Then – "Did you _really_ kill all those men?"

She has no idea why she said it, for she already knew what his reply would be. Perhaps a part of her was hoping that it was not true…though she suspected that it was because a _greater_ part of her hoped it _was._

The look he gave her was impassive, unimpressed – as though he had expected more from her. " _Yes, Miss Claythorne,"_ he drawled in a deadpan voice that rang with boredom. "I _did_ kill _'all those men'_." His tone was almost mocking, as though he was judging her for wanting to believe he was anything other than a murderer. Perhaps he _was_. "And more," he continued, and she shifted her gaze from the floor to his impassive, handsome face, to the smoke that billowed from his lips and back again.

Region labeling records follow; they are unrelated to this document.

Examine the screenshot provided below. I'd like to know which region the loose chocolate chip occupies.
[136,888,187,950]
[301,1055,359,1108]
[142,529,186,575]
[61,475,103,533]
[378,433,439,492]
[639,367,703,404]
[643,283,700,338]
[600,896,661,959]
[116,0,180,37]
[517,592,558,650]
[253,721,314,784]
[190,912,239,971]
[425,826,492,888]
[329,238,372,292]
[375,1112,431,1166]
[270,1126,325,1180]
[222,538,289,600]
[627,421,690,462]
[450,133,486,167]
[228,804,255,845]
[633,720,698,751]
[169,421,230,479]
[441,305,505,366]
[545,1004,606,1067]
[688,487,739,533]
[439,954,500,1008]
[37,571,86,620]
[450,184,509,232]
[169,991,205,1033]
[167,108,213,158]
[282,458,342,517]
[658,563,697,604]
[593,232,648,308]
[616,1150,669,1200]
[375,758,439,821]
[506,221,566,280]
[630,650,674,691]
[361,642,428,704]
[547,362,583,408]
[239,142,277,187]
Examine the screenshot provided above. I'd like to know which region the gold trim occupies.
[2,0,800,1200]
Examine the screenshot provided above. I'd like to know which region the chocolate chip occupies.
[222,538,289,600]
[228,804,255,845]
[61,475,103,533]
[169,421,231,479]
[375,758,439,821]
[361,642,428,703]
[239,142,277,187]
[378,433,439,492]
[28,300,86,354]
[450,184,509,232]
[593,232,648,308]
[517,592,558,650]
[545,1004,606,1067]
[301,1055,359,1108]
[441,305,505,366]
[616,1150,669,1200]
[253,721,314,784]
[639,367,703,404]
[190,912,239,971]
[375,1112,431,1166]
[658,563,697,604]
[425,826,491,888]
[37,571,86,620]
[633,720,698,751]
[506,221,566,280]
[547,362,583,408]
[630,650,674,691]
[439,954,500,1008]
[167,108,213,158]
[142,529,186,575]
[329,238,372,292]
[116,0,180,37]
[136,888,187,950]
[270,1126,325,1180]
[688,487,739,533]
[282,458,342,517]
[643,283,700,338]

"Why?" she asked. There was something rather fascinating about hearing him _say it._ Such truths Mr. Lombard told…

Stepping further back into the room toward her, his expression with grave with the weight of truth, as though he was a parental figure telling a child the grim realities of life. "It seemed like a good idea, at the time."

 _At the time?_ She hadn't expected him to say that. So perhaps he _did_ regret? Somehow, she doubted it. Perhaps he had nightmares, too?

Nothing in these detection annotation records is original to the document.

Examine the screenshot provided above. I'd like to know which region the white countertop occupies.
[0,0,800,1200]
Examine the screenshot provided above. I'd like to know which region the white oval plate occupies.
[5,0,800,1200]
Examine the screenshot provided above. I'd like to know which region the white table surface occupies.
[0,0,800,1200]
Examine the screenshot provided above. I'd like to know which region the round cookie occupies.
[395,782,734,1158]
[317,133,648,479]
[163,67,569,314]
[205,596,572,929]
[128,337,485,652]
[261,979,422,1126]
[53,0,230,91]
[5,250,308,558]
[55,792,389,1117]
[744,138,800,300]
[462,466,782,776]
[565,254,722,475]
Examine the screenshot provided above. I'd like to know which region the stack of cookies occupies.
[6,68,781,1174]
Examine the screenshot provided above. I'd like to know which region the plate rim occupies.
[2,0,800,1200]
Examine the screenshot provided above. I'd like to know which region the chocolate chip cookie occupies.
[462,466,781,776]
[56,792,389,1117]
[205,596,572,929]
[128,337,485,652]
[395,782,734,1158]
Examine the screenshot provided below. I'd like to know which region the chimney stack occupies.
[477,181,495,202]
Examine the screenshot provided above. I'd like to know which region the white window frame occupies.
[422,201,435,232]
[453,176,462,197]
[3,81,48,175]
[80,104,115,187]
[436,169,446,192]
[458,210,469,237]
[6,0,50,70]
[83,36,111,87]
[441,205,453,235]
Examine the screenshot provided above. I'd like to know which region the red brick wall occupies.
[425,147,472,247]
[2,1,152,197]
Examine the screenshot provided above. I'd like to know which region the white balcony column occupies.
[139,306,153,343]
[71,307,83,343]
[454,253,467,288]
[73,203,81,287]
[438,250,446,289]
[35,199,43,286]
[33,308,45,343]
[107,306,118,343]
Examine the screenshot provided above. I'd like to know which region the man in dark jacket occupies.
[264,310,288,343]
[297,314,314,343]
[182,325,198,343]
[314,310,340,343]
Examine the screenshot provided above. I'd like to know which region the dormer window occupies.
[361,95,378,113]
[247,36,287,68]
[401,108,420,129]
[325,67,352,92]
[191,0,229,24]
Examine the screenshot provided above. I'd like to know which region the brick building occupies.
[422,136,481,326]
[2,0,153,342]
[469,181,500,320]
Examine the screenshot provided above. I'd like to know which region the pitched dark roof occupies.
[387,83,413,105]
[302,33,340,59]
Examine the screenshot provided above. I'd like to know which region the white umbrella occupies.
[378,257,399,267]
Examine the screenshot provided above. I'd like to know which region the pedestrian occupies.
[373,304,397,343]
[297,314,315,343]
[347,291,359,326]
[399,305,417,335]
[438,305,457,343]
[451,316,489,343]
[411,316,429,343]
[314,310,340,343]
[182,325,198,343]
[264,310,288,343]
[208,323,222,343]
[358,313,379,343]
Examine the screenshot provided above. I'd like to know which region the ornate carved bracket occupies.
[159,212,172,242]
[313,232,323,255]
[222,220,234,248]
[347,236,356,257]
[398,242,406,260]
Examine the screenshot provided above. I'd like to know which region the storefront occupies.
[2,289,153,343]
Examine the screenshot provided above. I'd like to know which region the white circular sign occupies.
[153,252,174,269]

"They had something I wanted," he explained plainly. "In _this_ case it was diamonds…worth more than a few lives."

No, in that moment, regret and remorse were emotions that Vera was certain Philip Lombard was incapable of. She almost envied him… but the bleak picture he painted frightened her too much. Such men were terrifying in their ability to take whatever they wanted from whomever happened to get in their way…even if those people were complete innocents. _That,_ no matter _how_ handsome the man, Vera would _never_ be able to swallow.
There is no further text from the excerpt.